ISCA Archive Eurospeech 2001
ISCA Archive Eurospeech 2001

Two-stage probabilistic approach to text segmentation

Yi-Chia Chen, Yi-Chung Lin

For telephone-based spoken dialogue systems, the responses to users should be specific and short. Therefore, it is highly demanded to segment a topical text into specific event segments which can be use to answer users' queries. However, the lexical cohesion approach, which has been widely used to segment text into topics, is not suitable for segmenting text into smaller units, like events. In this paper, we present a two-stage approach to partition text into event segments.
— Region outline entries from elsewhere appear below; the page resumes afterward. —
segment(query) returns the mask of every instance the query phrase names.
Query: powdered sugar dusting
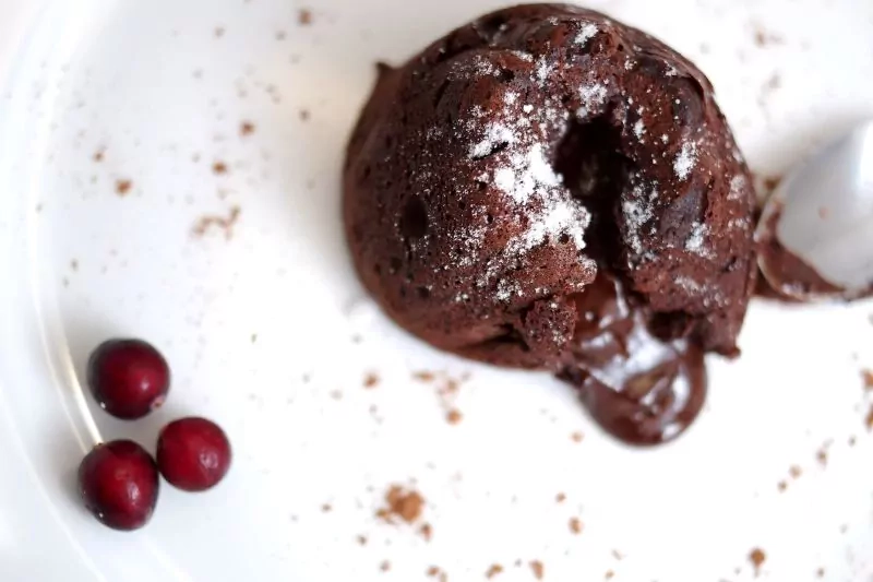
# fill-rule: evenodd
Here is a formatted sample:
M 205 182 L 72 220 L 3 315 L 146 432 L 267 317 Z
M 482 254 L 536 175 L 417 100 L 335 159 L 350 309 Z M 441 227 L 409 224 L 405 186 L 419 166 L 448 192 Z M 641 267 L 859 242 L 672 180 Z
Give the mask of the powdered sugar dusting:
M 594 23 L 590 23 L 590 22 L 589 22 L 589 23 L 586 23 L 586 24 L 585 24 L 585 25 L 582 27 L 582 29 L 579 31 L 579 34 L 577 34 L 577 35 L 576 35 L 576 38 L 574 38 L 573 40 L 574 40 L 574 43 L 576 43 L 577 45 L 585 46 L 585 45 L 588 43 L 588 40 L 590 40 L 591 38 L 594 38 L 594 36 L 595 36 L 595 35 L 596 35 L 598 32 L 599 32 L 599 31 L 598 31 L 597 26 L 596 26 Z
M 691 175 L 691 170 L 694 169 L 696 163 L 697 145 L 694 142 L 685 142 L 673 161 L 673 171 L 675 171 L 680 180 L 685 180 Z
M 728 200 L 741 200 L 748 183 L 745 176 L 738 174 L 730 180 L 730 190 L 728 191 Z
M 636 123 L 634 123 L 634 135 L 639 141 L 643 141 L 643 135 L 646 134 L 646 126 L 643 123 L 642 119 L 637 119 Z
M 582 107 L 576 111 L 576 115 L 581 118 L 588 117 L 591 109 L 606 103 L 607 86 L 602 83 L 582 85 L 579 87 L 579 98 L 582 99 Z
M 509 166 L 502 166 L 494 171 L 494 185 L 516 204 L 527 203 L 537 187 L 561 183 L 546 161 L 540 143 L 535 143 L 525 153 L 513 153 L 509 162 Z
M 546 71 L 546 69 L 540 69 Z M 547 73 L 543 73 L 547 74 Z M 591 86 L 586 93 L 590 103 L 606 97 L 606 85 Z M 524 104 L 521 95 L 506 92 L 504 108 L 499 115 L 480 116 L 473 107 L 458 135 L 471 135 L 468 157 L 474 164 L 488 157 L 487 171 L 475 174 L 477 180 L 488 183 L 495 193 L 506 198 L 515 212 L 502 215 L 501 221 L 512 225 L 513 235 L 502 250 L 492 256 L 476 275 L 479 288 L 497 285 L 495 299 L 509 301 L 524 293 L 515 277 L 505 273 L 524 264 L 525 254 L 542 245 L 567 245 L 575 250 L 585 248 L 585 230 L 590 224 L 590 213 L 574 199 L 563 178 L 555 174 L 546 143 L 554 131 L 563 131 L 569 112 L 549 99 L 536 108 Z M 485 169 L 483 168 L 483 169 Z M 452 261 L 459 266 L 471 266 L 482 259 L 480 249 L 487 231 L 468 229 L 453 235 Z M 490 224 L 490 222 L 488 223 Z M 579 261 L 588 266 L 584 257 Z M 464 300 L 463 298 L 457 300 Z
M 685 239 L 685 250 L 701 257 L 708 257 L 709 253 L 704 247 L 705 237 L 708 231 L 709 228 L 703 223 L 694 223 L 691 225 L 691 235 Z

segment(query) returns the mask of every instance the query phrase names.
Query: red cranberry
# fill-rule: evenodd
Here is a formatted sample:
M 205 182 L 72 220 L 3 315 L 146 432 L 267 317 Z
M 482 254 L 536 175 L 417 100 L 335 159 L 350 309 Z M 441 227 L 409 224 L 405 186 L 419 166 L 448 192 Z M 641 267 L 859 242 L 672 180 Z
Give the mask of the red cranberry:
M 230 468 L 230 442 L 205 418 L 189 417 L 165 426 L 157 440 L 157 466 L 170 485 L 205 491 Z
M 152 456 L 130 440 L 98 444 L 79 465 L 85 507 L 113 530 L 139 530 L 152 518 L 159 478 Z
M 164 404 L 170 370 L 160 353 L 141 340 L 109 340 L 88 360 L 88 385 L 97 403 L 117 418 L 142 418 Z

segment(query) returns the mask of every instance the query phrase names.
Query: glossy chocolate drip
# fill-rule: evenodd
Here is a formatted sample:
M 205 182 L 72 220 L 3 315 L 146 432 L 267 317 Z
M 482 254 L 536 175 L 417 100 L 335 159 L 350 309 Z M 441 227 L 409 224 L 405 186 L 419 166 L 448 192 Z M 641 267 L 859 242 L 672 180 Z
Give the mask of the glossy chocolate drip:
M 645 310 L 603 272 L 574 300 L 579 319 L 559 378 L 624 442 L 657 444 L 682 433 L 706 397 L 703 352 L 653 335 Z

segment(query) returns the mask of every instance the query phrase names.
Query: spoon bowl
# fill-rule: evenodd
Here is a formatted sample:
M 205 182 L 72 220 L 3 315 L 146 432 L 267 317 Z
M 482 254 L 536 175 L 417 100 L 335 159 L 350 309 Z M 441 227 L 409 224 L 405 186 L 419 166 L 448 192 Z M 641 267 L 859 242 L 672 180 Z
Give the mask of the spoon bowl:
M 761 272 L 782 295 L 873 293 L 873 120 L 786 176 L 764 206 L 755 240 Z

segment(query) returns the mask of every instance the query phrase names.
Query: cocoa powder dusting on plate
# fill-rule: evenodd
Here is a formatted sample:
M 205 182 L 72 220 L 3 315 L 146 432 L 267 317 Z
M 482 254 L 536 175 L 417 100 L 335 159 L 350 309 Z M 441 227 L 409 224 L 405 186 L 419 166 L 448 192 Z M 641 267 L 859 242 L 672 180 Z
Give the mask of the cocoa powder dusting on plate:
M 578 518 L 570 518 L 570 531 L 575 535 L 582 533 L 582 520 Z
M 376 516 L 388 523 L 396 523 L 397 519 L 414 523 L 424 509 L 424 498 L 421 494 L 404 489 L 400 485 L 391 486 L 385 494 L 385 503 L 386 507 L 376 511 Z
M 438 582 L 449 581 L 449 574 L 443 572 L 442 569 L 438 566 L 431 566 L 430 568 L 428 568 L 428 571 L 426 573 L 428 574 L 428 578 L 435 578 Z
M 130 193 L 131 188 L 133 188 L 133 182 L 131 180 L 116 180 L 116 193 L 120 197 L 125 197 Z
M 206 214 L 201 216 L 194 224 L 192 233 L 196 237 L 202 237 L 213 228 L 224 230 L 225 239 L 230 240 L 234 237 L 234 226 L 239 219 L 242 211 L 239 206 L 231 206 L 227 216 L 218 216 L 215 214 Z
M 861 370 L 861 379 L 864 381 L 864 390 L 873 392 L 873 370 Z
M 485 573 L 485 577 L 490 580 L 490 579 L 494 578 L 495 575 L 498 575 L 499 573 L 501 573 L 502 571 L 503 571 L 503 567 L 501 565 L 492 563 L 491 568 L 489 568 L 488 571 Z

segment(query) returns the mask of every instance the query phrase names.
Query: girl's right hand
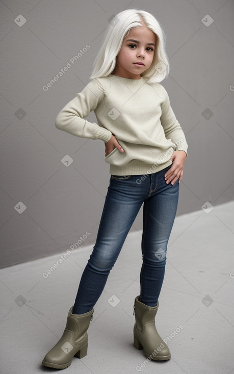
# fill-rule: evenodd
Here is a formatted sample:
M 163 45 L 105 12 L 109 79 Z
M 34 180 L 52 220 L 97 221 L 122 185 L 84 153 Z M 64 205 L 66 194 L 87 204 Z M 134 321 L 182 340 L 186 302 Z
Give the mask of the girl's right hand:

In the first stage, a trigram chunk tagger is used to label the segmentation tags. In the second stage, the unreliable segmentation tags are detected and then verified by a probabilistic verification model. Compared with the chunk tagger, the verification model can explore more contextual information and is less sensitive to the sparseness of training data. Experimental results show that the proposed two-stage approach significantly outperforms the chunk tagger approach. The improvements on precision and recall rates are 27% to 83% in different testing tasks.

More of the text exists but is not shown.